Все свидетели этой волнующей сцены не забудут мгновения, когда жена императора, силясь вернуть его к жизни, воскликнула несколько раз с тревогой: «Это я!… это я!… ангел мой… ты слышишь меня?..» Можно было подумать, что он услышал эти душераздирающие крики, вырвавшиеся из души его любимой жены; ибо он поднял голову, повернул ее влево и вправо, как будто ища ее; но глаза его смотрели и не видели. Тогда, будто попрощавшись, он снова уронил голову на грудь и слабо застонал.
Некоторые лица, окружавшие в ту последнюю минуту ложе императора, утверждают, будто его величество узнал тогда свою жену.
Помимо членов императорской фамилии, в кабинете появились и самые близкие к нему люди, из которых следует назвать графов Лорис-Меликова, Адлерберга и Милютина, князя Суворова и генерала Рылеева.
Войдя в императорский кабинет, все были поражены ужасом и смятением при виде любимого императора, на чертах которого проступала уже печать близящейся смерти. Искалеченная нижняя часть его тела была обнажена и открыта всем взглядам, его ноги являли собой лишь бесформенную груду плоти, крови и раздробленных костей. При таком ужасающем зрелище никто из присутствующих не мог сохранить хладнокровия; на испуганных лицах проступал несказанный ужас жесточайшей боли.
При виде государя, недвижно распростертого на смертном одре, взгляды невольно переносились с умирающего императора на княгиню, его жену. В этот роковой час, которому предстояло похитить у нее обожаемого супруга, все ощущали, что ее боль – самая острая, ее несчастье – самое неслыханное.
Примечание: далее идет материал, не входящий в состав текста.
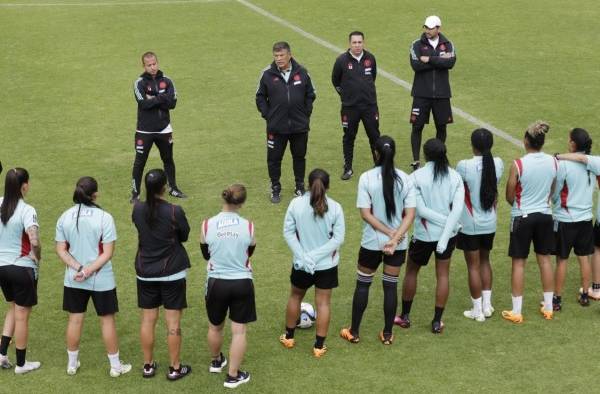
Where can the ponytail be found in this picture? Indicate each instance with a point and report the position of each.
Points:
(482, 141)
(14, 180)
(435, 151)
(385, 149)
(318, 181)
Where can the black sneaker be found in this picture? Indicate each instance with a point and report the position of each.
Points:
(149, 370)
(275, 197)
(232, 382)
(216, 366)
(174, 192)
(347, 174)
(175, 374)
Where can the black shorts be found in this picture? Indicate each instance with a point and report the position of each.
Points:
(76, 300)
(422, 107)
(419, 252)
(237, 295)
(537, 227)
(325, 279)
(578, 236)
(471, 243)
(19, 285)
(171, 294)
(372, 258)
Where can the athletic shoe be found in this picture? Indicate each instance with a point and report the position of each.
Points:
(347, 174)
(470, 314)
(386, 338)
(512, 317)
(437, 327)
(488, 311)
(182, 372)
(232, 382)
(548, 315)
(174, 192)
(287, 342)
(120, 370)
(73, 370)
(4, 362)
(149, 370)
(402, 321)
(318, 353)
(347, 335)
(216, 365)
(275, 197)
(28, 367)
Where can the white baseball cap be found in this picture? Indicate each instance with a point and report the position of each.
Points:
(432, 21)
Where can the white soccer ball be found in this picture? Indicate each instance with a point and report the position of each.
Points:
(308, 315)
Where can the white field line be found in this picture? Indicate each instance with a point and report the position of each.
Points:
(108, 4)
(393, 78)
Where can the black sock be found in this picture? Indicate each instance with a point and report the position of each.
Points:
(390, 301)
(21, 357)
(4, 342)
(360, 301)
(319, 341)
(406, 305)
(289, 332)
(438, 313)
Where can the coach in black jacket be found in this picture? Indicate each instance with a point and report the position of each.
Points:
(353, 77)
(284, 99)
(431, 57)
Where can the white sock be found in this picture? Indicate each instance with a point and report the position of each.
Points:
(548, 300)
(518, 304)
(73, 357)
(487, 298)
(477, 306)
(115, 362)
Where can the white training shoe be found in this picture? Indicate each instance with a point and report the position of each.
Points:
(470, 314)
(73, 370)
(488, 311)
(28, 367)
(121, 370)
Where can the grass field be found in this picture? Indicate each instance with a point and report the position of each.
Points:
(68, 110)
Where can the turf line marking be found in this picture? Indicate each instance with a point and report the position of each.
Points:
(107, 4)
(393, 78)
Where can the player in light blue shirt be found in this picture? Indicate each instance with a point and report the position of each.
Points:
(85, 241)
(20, 254)
(386, 199)
(314, 230)
(481, 176)
(227, 243)
(530, 185)
(440, 201)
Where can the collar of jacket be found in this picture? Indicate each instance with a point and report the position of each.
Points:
(145, 75)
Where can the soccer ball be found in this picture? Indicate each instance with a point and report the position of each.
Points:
(308, 315)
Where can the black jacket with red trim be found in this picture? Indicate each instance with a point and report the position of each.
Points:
(286, 106)
(432, 79)
(155, 97)
(354, 80)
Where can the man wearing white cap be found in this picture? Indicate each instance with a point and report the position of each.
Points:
(431, 56)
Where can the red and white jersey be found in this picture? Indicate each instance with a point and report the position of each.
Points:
(14, 241)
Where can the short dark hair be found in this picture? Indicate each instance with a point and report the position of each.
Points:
(356, 33)
(149, 54)
(280, 46)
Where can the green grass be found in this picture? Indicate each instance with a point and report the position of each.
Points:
(68, 111)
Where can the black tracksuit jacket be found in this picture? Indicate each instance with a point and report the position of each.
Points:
(153, 112)
(431, 79)
(286, 106)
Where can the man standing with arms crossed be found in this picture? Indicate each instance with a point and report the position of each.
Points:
(284, 99)
(155, 95)
(431, 57)
(353, 77)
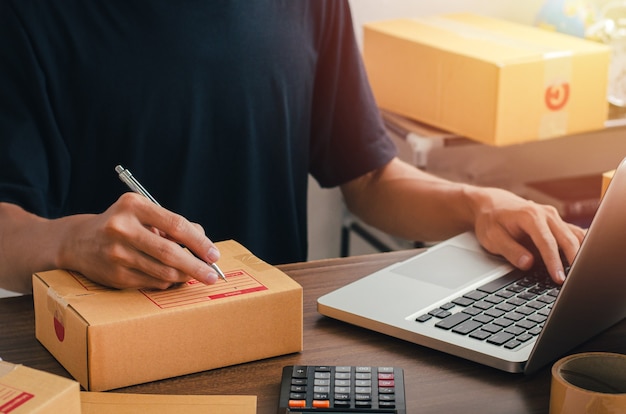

Каждый понимал, что если Бог и вернет умирающему государю слабую искру жизни и мгновение ясности ума, прежде чем он испустит свой последний вздох, то этот последний взгляд, последний проблеск разума, последний знак существования будет обращен умирающим супругом к его возлюбленной жене, радости его сердца, душе его жизни, лучезарной звезде его последних лет, сияющий свет которой осветил все его существование!